I can’t get a fourth credit card to pay of the other three I’ve already maxed out. How is it then that Detroit was able to qualify for loan after loan and loans to pay off loans? All the bankers and insurers could see is the piles of money they would be raking in from interest, penalties, and insurance premiums. Never mind that investment technically has two possible outcomes of success or failure. In the mind of bankers, even failure needs to be a success, regardless of the cost to the economy, the general public, or even the nation.
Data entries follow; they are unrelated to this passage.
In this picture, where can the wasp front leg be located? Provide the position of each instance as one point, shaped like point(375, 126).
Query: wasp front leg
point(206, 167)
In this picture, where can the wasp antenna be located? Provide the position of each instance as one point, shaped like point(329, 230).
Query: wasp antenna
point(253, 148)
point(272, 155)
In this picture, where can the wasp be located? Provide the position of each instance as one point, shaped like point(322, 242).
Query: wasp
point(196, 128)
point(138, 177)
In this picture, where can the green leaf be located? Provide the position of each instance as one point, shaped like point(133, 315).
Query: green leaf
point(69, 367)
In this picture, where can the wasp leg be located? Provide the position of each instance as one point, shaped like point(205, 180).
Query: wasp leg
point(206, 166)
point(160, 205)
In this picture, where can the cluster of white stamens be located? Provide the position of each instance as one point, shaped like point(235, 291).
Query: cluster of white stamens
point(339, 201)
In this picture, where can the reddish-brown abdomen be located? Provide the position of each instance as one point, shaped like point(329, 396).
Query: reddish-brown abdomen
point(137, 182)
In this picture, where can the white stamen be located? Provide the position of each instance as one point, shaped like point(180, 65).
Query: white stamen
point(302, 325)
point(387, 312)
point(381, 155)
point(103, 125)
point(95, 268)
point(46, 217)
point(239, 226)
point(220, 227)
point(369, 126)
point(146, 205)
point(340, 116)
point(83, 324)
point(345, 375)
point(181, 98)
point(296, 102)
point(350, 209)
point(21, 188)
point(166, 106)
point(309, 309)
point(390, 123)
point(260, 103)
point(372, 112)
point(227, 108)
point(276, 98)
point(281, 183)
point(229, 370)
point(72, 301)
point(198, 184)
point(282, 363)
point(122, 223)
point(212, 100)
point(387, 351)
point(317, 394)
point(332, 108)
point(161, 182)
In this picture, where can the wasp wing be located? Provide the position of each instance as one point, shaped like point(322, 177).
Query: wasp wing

Therefore, we can solve this problem by requiring investors to eat crow and write off their bad investments. If we allow banks to make bad business deals, bad investments, and bad credit decisions and require the public to replace the money they have lost in those deals, what consequences for their actions are they experiencing? The more we continue to require the public to bail out private interests, the more bold they will become in their gambling, the more they will fail, and the more they will come back to the public with their hands out like a child who has spent all of his allowance money on a toy they broke in the first five minutes they played with it. Judge Stephen Rhodes has an opportunity to make big banks and bond insurers have some culpability for their mistakes. It would be most wise for him to use this power to its greatest effect.